Apapun yang disampaikan aktor kawakan ini, semuanya tentang seni, tentang teater dan hanya bermuara ke teater saja. Bahkan saat Madihin ditampilkan, Slamet sangat menikmati, gembira, ikut bermadihin sebisanya dan bertepuk tangan dengan ceria.
Kesederhanaan Slamet, membuat dia cepat akrab dengan siapa saya yang hadir dalam pelantikan tersebut. Bahkan orang-orang yang sedang bermain di taman Tuan Kadi dan meminta foto bersamanya, dilayani dengan ramah.
"Rumah Singgah Tuan Kadi ini rumah bersejarah, semacam ruang khusus atau ruang VIP untuk orang istimewa. Maka, kita yang duduk malam ini di sini adalah orang-orang istimewa, pelaku-pelaku teater yang istimewa," katanya.
Lelaki yang lahir 21 Januari 1949 dengan nama lengkap Slamet Rahardjo Djarot ini, berbagi cerita dan mengucapkan petuah-petuah serta semangat bagi pengurus PTI yang dilantik. Tak kelihatan lebih dalam dirinya meski ia seorang maestro dan aset Indonesia khususnya di dunia akting dan perfilman.
"Saya ini mulai berteater sejak usia 18 tahun, sampai sekarang masih berteater. Pertanyaannya, ngapain? Ada apa dengan teater? Karena di sini saya tahu bahwa saya tidak akan jadi apa-apa tanpa orang lain," katanya.

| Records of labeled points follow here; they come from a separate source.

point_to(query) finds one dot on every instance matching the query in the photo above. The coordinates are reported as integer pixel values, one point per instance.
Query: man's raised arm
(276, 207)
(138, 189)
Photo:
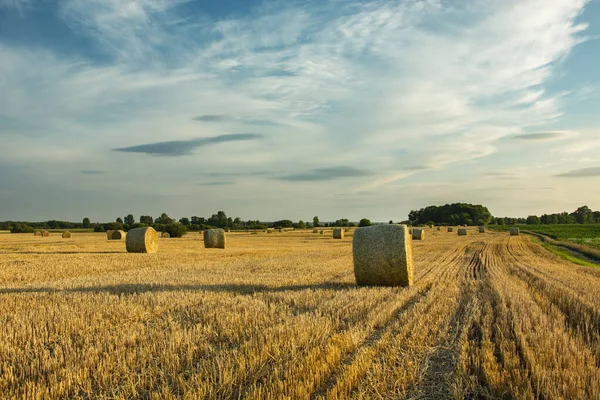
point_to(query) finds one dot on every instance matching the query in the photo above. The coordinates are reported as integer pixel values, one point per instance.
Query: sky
(272, 109)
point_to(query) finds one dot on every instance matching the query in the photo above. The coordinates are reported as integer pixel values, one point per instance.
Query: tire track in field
(369, 341)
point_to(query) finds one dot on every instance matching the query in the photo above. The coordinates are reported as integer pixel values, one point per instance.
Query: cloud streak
(581, 173)
(325, 174)
(540, 136)
(177, 148)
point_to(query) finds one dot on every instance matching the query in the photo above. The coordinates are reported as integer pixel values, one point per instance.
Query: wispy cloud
(186, 147)
(213, 118)
(540, 136)
(217, 183)
(325, 174)
(390, 87)
(581, 173)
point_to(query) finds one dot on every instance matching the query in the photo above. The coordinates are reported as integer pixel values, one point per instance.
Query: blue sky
(290, 109)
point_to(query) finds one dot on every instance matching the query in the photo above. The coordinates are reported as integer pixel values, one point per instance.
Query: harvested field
(280, 316)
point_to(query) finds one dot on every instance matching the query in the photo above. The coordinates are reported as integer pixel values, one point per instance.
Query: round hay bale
(418, 234)
(214, 239)
(142, 240)
(117, 235)
(382, 255)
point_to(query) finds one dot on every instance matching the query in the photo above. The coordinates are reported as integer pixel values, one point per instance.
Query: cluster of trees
(583, 215)
(451, 214)
(176, 228)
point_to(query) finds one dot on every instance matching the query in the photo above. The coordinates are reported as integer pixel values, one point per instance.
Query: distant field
(585, 234)
(279, 316)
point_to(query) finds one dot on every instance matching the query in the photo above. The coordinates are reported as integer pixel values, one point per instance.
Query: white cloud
(342, 83)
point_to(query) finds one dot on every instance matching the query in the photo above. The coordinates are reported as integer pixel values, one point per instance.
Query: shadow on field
(65, 252)
(131, 288)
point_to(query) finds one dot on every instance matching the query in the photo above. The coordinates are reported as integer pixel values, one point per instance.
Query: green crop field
(585, 234)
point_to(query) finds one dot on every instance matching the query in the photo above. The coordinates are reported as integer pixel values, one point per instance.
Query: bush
(175, 229)
(22, 228)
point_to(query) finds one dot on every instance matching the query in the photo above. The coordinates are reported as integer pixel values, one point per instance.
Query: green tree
(146, 220)
(129, 220)
(184, 221)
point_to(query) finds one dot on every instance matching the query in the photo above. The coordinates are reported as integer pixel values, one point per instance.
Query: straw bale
(142, 240)
(382, 255)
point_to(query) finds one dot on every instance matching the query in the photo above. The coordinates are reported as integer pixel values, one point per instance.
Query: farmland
(584, 234)
(279, 316)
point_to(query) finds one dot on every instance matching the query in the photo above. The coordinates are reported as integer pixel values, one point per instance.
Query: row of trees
(583, 215)
(451, 214)
(176, 228)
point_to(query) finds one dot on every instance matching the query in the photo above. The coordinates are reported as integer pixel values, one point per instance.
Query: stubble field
(278, 316)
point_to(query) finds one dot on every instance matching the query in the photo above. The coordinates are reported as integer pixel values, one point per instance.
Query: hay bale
(382, 256)
(117, 235)
(215, 239)
(418, 234)
(338, 233)
(142, 240)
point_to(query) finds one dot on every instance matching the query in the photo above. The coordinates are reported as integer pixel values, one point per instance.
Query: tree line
(175, 228)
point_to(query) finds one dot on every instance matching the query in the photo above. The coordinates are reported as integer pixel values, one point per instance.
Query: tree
(364, 222)
(175, 229)
(164, 219)
(146, 220)
(129, 220)
(184, 221)
(583, 215)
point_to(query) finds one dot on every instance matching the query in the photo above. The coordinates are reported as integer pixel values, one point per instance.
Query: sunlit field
(278, 316)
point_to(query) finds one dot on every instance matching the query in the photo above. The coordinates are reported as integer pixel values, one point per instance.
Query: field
(278, 316)
(585, 234)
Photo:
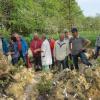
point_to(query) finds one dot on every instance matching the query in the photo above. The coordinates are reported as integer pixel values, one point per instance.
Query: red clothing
(52, 43)
(35, 44)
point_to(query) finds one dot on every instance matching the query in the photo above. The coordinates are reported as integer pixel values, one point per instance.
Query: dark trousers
(69, 62)
(37, 62)
(63, 63)
(83, 59)
(96, 52)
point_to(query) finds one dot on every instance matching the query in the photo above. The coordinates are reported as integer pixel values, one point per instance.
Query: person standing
(5, 46)
(46, 56)
(77, 45)
(13, 50)
(61, 52)
(68, 36)
(35, 47)
(97, 47)
(22, 47)
(52, 43)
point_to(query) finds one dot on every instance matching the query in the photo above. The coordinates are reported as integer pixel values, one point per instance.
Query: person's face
(36, 37)
(62, 37)
(75, 34)
(67, 34)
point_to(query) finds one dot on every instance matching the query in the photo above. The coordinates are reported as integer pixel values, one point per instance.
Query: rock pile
(72, 85)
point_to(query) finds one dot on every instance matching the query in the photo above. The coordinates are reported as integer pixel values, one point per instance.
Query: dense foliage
(26, 16)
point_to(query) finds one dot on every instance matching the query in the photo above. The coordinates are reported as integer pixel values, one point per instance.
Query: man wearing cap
(77, 45)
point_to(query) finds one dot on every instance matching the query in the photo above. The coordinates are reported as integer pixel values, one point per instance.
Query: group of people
(49, 53)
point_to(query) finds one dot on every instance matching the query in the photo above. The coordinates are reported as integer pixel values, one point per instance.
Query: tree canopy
(26, 16)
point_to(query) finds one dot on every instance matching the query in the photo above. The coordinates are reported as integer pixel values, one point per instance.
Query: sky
(89, 7)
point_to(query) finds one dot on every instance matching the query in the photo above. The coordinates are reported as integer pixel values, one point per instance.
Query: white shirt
(46, 56)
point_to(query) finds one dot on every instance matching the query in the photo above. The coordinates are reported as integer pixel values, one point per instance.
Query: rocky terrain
(25, 84)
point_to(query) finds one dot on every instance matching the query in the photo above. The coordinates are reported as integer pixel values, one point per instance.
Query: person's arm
(87, 43)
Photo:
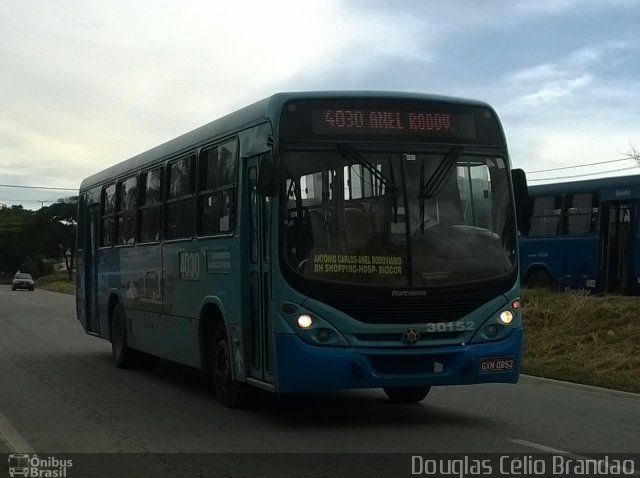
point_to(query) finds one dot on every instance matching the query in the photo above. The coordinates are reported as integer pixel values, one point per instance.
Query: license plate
(497, 364)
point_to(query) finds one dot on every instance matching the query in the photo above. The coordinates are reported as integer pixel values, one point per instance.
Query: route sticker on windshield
(357, 264)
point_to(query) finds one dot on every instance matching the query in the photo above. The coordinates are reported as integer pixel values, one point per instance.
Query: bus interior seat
(319, 231)
(358, 229)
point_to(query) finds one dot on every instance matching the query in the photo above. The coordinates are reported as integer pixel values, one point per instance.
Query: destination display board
(383, 119)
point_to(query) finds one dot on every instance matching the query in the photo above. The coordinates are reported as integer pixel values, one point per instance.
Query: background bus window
(180, 202)
(108, 218)
(545, 219)
(581, 214)
(151, 206)
(127, 203)
(217, 189)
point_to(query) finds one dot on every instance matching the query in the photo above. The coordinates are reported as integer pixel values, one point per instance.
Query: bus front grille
(408, 312)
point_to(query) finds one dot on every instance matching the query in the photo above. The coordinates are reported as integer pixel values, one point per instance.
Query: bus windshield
(398, 218)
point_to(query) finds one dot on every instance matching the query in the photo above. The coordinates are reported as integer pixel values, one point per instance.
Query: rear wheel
(230, 392)
(123, 356)
(538, 280)
(407, 394)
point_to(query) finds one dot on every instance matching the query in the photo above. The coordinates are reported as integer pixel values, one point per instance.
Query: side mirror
(521, 194)
(269, 175)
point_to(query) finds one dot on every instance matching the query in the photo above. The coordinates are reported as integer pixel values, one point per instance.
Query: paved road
(60, 393)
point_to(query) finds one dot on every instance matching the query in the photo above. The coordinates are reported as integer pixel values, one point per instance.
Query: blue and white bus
(313, 241)
(584, 236)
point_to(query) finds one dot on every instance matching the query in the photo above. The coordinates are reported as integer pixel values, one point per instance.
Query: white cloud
(89, 83)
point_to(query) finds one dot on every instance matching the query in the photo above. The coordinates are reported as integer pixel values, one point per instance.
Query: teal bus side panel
(193, 272)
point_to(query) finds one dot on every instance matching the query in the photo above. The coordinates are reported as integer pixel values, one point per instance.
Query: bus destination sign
(393, 122)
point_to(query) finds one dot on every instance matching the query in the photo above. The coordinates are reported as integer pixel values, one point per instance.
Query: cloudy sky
(85, 84)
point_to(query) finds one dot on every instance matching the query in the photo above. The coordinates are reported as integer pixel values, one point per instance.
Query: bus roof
(585, 185)
(267, 109)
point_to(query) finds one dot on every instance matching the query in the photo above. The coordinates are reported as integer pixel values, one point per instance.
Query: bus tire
(230, 392)
(406, 394)
(538, 279)
(123, 356)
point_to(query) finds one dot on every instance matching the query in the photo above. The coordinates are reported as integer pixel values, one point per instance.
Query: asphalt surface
(60, 393)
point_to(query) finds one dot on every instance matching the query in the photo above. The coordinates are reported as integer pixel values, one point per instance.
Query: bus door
(90, 269)
(261, 350)
(618, 257)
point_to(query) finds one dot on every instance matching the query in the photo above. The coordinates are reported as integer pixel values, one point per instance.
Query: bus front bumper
(301, 367)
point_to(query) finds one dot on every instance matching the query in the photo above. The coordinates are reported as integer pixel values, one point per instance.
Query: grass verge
(590, 340)
(56, 283)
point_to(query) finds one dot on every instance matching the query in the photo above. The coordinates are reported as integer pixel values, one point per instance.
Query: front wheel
(407, 394)
(230, 392)
(123, 356)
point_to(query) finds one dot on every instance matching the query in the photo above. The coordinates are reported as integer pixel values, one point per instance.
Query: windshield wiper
(439, 177)
(351, 155)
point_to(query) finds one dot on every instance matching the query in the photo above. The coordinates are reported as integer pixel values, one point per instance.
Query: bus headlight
(506, 317)
(305, 321)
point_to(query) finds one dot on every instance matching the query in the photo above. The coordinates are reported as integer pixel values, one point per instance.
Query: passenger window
(581, 214)
(181, 197)
(217, 189)
(127, 196)
(151, 206)
(545, 220)
(108, 215)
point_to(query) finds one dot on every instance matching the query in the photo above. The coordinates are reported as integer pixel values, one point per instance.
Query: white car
(22, 281)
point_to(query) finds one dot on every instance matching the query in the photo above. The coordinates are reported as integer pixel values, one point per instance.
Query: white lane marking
(12, 438)
(555, 451)
(538, 446)
(593, 388)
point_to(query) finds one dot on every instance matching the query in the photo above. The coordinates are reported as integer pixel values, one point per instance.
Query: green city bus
(313, 241)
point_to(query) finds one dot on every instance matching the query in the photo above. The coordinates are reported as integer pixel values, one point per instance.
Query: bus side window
(150, 223)
(545, 219)
(180, 200)
(127, 194)
(217, 189)
(108, 218)
(581, 214)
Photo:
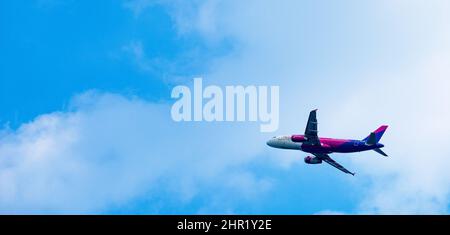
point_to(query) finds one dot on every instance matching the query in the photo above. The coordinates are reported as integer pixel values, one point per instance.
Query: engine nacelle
(312, 160)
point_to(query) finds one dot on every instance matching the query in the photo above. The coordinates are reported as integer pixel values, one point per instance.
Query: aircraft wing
(329, 160)
(311, 129)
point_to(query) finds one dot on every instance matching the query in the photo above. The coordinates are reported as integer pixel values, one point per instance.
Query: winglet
(380, 152)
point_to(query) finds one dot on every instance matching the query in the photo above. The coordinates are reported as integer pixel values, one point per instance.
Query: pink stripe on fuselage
(334, 143)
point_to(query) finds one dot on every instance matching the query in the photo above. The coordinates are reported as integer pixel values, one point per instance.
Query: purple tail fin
(378, 133)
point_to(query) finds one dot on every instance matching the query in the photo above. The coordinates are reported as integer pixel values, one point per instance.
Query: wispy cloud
(108, 149)
(398, 79)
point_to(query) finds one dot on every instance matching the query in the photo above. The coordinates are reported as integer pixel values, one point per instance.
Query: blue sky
(85, 106)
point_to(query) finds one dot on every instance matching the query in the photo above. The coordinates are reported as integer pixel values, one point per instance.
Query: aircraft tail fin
(375, 136)
(380, 152)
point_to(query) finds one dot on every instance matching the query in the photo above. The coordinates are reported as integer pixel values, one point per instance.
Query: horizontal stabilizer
(376, 135)
(380, 152)
(372, 139)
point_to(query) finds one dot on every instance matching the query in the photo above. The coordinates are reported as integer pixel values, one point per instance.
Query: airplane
(322, 147)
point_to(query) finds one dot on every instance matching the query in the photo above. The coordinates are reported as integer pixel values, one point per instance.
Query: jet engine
(312, 160)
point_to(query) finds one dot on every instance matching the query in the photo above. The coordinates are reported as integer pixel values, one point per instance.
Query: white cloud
(108, 150)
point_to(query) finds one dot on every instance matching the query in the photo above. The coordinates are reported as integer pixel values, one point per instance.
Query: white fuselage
(284, 142)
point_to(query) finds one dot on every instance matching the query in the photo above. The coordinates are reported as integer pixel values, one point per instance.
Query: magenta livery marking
(321, 147)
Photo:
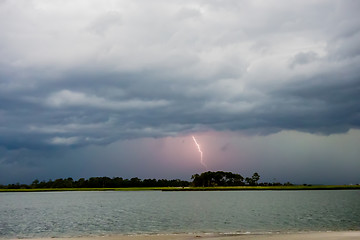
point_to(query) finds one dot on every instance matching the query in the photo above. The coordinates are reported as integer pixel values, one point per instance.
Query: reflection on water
(60, 214)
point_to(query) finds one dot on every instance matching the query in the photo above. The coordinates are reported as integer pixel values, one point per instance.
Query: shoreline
(329, 235)
(185, 189)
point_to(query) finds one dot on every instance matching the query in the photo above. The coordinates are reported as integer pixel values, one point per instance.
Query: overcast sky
(118, 88)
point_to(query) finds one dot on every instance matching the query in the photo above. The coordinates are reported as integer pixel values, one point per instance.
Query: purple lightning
(201, 154)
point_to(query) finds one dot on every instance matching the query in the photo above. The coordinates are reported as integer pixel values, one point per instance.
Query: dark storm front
(60, 214)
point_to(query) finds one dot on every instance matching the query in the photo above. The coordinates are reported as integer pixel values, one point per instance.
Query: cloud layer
(85, 72)
(127, 82)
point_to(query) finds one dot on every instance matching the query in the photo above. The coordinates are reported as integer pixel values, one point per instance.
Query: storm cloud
(84, 73)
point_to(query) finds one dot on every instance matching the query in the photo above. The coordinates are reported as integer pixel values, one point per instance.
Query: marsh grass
(239, 188)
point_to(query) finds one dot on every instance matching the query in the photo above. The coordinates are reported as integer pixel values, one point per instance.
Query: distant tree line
(220, 178)
(205, 179)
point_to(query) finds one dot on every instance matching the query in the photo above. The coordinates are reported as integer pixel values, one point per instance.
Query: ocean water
(64, 214)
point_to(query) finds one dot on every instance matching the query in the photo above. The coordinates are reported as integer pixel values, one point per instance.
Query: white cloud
(64, 141)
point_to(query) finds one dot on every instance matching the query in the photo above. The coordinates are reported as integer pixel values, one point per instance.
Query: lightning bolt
(201, 153)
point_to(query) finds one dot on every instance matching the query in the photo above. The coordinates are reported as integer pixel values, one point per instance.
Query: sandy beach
(348, 235)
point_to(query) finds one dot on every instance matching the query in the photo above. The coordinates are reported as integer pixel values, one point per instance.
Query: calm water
(60, 214)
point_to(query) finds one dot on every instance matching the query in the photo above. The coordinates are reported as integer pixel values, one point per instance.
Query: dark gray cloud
(81, 74)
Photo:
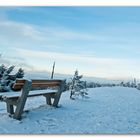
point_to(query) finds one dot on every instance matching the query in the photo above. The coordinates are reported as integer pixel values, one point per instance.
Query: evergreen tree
(77, 87)
(6, 80)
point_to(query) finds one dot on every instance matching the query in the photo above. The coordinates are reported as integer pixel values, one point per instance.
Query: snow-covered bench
(23, 89)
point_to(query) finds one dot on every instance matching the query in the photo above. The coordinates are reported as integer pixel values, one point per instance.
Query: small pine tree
(6, 80)
(77, 87)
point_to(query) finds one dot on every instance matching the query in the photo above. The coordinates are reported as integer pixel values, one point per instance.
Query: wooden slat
(36, 83)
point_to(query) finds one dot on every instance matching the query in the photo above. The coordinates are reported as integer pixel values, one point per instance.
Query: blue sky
(98, 41)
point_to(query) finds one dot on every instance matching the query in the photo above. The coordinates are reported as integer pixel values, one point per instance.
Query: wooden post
(48, 99)
(53, 70)
(22, 99)
(10, 108)
(58, 94)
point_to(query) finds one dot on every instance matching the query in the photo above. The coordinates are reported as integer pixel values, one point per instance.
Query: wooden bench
(24, 89)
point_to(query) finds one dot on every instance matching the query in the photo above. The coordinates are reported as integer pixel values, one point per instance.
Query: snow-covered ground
(109, 110)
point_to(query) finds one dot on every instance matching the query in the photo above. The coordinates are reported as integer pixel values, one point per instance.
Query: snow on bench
(23, 90)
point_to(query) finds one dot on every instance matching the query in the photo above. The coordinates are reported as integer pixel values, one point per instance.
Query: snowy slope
(109, 110)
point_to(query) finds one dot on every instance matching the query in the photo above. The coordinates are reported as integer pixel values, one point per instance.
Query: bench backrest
(18, 85)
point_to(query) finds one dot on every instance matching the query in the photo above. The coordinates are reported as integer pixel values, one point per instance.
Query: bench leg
(22, 100)
(48, 100)
(10, 108)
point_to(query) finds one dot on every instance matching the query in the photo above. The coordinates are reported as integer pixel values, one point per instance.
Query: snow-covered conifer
(6, 80)
(77, 87)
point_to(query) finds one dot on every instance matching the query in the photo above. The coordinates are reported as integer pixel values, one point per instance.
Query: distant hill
(47, 75)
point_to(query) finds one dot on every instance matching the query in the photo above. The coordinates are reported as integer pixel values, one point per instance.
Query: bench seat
(13, 94)
(15, 100)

Slamet seperti mendongeng panjang, membawa angan kemana-mana khususnya tentang dunia teater, tapi tidak membuat para pendengar mengantuk atau tidur. Malah sebaliknya, mata semakin besar, semangat makin membara. Terlebih saat Slamet menceritakan banyak hal tentang perjalanan hidupnya.
Dikatakan adik kandung Eros Djarot ini, sejak usia 10 bulan hingga usia 11 tahun ia berpindah-pindah tempat tinggal katena ayahnya seorang tentara. Hal itu membuat dirinya tidak punya teman. Lalu ia memiinta tinggal bersama eyangnya di Yogyakarta. Maka sejak usia 11 tahun atau tahun 1960, ia tinggal di sana.
Yogyakarta membuka mata Slamet. Katanya, anak-anak di sana sangat luar biasa. Mereka tahu mana kidul, lor, wetan dan kulon, padahal mereka tidak punya kompas. Mereka anak-anak yang cerdas Slamet mulai terpikat dan tidak pernah memikirkan Jakarta lagi.